There are basically two ways of managing debts, including credit card debts. One is tackling this alone, direct with creditors, whilst the other involves using the support and expertise of a debt management service. However, whichever route feels the most appropriate, there are two fundamentals needed to facilitate success:

  1. Stop spending now! Debt cannot be effectively managed if it continues to be built up.
  2. Complete honesty! Denial helps no-one and being unrealistic about the level of debt or ability to address it can make any attempts to improve the situation even worse.

The DIY Approach

  1. Gather up all statements from creditors. Identify the total balance owed to each, the interest being charged and the minimum payment required. Calculate how long it will take to pay off at this minimum repayment rate and look into making a balance transfer of all cards onto a card with a 0% balance transfer offer.
  2. Take a look at any bank statements: * Create a monthly budget of spending as it is now (without the credit card repayments).
    * Then, look at it again and identify where costs can be cut by eliminating any luxuries or unnecessary spending (remembering that it doesn’t have to be forever, just until those debt-free days arrive)!
    * Now look at necessary spending and see if this can be reduced. For example, can food bills be cut by eliminating waste or through bulk-shopping and batch cooking; comparing costs from a range of utility providers can significantly reduce spending on gas and electricity.
    * Create a new monthly budget incorporating the reduced spending in key areas and stick with it
  3. Now identify any money ‘left’ from your new budget, as this should be spent on repaying credit cards. If debt’ been consolidated with one 0% interest card, calculate the days until the debt is gone, as this can help motivate sticking with that budget!
  4. If a poor credit rating means being unable to consolidate with cards or a loan, check what is owed and to whom and prioritise paying off those with the higher interest first.
  5. At this stage, it’s vital to be communicating with creditors to identify how they can assist with debt management. They may agree to not add further interest, which allows the balance to reduce more quickly and in some cases may waive some of the interest already accrued.

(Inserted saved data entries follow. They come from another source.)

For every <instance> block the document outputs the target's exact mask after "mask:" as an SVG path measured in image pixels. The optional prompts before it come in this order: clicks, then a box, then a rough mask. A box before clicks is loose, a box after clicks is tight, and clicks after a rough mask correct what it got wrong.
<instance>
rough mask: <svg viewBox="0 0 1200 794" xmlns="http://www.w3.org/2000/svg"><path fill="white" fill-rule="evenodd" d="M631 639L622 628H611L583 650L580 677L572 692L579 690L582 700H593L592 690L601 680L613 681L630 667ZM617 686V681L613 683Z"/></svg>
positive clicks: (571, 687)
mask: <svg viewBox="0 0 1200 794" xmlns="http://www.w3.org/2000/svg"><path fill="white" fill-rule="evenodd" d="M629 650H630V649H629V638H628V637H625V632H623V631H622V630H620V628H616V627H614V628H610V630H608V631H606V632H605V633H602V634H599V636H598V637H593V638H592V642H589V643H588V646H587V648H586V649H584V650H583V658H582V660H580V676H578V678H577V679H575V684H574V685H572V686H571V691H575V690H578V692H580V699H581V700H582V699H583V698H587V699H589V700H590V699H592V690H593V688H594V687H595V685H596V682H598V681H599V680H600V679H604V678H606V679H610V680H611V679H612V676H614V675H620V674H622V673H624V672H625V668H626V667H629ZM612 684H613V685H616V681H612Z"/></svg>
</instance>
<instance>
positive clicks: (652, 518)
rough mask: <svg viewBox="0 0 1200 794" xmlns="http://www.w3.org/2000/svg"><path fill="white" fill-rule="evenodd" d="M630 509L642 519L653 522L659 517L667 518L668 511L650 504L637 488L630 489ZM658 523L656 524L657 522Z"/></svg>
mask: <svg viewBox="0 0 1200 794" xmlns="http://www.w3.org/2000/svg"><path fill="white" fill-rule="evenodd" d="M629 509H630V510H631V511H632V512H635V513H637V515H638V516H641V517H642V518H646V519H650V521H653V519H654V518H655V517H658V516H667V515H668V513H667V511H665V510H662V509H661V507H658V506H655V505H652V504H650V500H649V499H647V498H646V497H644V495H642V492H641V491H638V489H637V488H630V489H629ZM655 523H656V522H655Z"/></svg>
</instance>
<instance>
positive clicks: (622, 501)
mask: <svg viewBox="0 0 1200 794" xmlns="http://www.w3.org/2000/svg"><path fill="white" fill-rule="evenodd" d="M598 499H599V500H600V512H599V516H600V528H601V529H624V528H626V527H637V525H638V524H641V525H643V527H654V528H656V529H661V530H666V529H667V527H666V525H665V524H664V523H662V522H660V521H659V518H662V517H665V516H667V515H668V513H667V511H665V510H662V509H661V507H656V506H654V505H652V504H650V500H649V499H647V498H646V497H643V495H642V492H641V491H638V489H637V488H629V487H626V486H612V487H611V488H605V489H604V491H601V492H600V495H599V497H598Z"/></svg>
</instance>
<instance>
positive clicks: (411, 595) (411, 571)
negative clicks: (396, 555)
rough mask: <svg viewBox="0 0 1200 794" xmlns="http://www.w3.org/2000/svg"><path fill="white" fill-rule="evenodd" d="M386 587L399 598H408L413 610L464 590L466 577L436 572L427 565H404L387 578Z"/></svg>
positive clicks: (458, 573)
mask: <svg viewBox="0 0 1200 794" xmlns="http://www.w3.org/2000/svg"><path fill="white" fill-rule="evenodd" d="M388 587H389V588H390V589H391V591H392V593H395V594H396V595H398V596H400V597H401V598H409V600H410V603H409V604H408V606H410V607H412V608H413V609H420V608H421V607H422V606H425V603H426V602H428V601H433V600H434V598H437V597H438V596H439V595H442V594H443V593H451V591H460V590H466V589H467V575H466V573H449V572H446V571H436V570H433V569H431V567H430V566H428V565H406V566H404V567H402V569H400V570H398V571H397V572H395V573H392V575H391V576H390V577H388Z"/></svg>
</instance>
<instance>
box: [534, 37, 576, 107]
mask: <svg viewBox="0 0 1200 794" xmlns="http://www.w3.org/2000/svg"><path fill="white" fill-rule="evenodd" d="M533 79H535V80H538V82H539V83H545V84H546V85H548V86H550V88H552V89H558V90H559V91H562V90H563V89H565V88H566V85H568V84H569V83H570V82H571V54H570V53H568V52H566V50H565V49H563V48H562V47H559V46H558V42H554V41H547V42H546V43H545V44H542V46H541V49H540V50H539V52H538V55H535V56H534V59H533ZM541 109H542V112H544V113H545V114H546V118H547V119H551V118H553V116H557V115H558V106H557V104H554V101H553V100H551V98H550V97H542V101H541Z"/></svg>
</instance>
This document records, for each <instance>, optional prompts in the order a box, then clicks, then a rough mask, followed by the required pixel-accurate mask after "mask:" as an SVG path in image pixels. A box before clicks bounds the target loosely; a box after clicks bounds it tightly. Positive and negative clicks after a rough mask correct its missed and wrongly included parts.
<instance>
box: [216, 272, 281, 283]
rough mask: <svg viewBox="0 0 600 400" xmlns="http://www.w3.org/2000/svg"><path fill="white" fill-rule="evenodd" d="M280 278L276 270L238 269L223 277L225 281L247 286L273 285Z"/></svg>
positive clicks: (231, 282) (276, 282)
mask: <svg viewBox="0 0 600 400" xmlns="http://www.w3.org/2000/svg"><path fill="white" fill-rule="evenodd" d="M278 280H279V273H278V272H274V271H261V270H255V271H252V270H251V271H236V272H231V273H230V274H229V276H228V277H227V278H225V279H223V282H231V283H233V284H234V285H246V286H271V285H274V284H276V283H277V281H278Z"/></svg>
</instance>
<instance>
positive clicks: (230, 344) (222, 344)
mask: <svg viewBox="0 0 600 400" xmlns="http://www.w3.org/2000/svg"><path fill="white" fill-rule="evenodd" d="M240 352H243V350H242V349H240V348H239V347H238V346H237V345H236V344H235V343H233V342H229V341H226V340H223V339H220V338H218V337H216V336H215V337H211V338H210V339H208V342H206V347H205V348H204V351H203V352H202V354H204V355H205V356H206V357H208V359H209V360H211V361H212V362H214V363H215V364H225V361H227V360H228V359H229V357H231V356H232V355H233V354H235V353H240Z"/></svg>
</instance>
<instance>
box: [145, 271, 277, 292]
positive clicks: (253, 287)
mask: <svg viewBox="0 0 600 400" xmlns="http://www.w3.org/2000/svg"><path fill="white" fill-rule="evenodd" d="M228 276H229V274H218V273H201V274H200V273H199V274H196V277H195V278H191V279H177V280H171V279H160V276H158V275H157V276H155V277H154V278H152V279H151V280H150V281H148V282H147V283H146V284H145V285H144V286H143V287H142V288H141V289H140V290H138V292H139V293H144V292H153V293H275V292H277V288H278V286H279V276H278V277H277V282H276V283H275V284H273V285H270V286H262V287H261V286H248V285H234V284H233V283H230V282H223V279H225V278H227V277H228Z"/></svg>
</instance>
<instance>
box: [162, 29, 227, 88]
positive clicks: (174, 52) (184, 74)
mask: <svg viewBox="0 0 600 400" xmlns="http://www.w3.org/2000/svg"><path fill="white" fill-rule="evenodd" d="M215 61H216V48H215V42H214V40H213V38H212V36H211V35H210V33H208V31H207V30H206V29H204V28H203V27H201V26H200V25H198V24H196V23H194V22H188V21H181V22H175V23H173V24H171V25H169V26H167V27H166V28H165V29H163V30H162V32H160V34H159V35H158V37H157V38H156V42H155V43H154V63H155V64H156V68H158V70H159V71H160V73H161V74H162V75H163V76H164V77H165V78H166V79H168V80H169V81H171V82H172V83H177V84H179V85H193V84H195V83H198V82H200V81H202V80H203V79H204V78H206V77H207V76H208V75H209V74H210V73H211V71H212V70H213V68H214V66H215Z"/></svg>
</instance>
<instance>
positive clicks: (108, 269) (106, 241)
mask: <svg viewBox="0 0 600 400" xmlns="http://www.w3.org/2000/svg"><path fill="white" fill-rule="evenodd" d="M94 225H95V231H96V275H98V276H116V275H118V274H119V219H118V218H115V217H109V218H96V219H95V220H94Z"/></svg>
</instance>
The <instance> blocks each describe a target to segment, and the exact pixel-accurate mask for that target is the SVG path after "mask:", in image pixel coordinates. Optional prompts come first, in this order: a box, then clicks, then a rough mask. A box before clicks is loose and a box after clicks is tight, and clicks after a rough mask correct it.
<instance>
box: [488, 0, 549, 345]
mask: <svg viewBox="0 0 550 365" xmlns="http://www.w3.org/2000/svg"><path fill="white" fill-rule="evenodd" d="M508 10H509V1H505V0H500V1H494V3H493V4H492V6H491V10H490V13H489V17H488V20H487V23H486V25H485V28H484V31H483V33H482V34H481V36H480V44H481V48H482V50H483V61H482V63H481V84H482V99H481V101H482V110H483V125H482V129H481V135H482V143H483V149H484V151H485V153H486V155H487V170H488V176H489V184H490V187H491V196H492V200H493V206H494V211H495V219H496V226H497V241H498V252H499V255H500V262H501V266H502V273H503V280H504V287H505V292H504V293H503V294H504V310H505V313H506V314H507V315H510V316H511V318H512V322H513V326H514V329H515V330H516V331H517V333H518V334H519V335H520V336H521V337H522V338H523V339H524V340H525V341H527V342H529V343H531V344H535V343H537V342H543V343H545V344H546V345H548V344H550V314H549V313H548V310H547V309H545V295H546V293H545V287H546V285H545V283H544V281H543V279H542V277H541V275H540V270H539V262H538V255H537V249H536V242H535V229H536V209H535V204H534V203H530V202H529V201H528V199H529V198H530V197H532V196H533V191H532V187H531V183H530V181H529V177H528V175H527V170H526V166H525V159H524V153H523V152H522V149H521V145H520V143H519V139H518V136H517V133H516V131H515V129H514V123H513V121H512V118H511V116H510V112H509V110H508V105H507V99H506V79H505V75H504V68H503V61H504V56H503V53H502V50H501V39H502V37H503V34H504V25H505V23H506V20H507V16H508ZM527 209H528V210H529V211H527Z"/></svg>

Using a Debt Management Service

  • These companies offer their services in mediating between creditors and debtors and may be able to negotiate a reduction or ‘freezing’ of the interest on a debt as well as securing a lower rate of repayment.
  • Although the thought of having someone else deal with these issues can be appealing, do be aware to only use a service which is charitably or government based and does not demand a fee for its services: sadly there are companies out there who do take advantage of the vulnerable.


Finally, whatever route you take to manage debt, be aware that sometimes the debt management plans agreed with creditors do mean keeping the debt over a longer period of time because the repayments are significantly reduced. So, be realistic about what a debt management plan will be able to achieve and be prepared to work at it!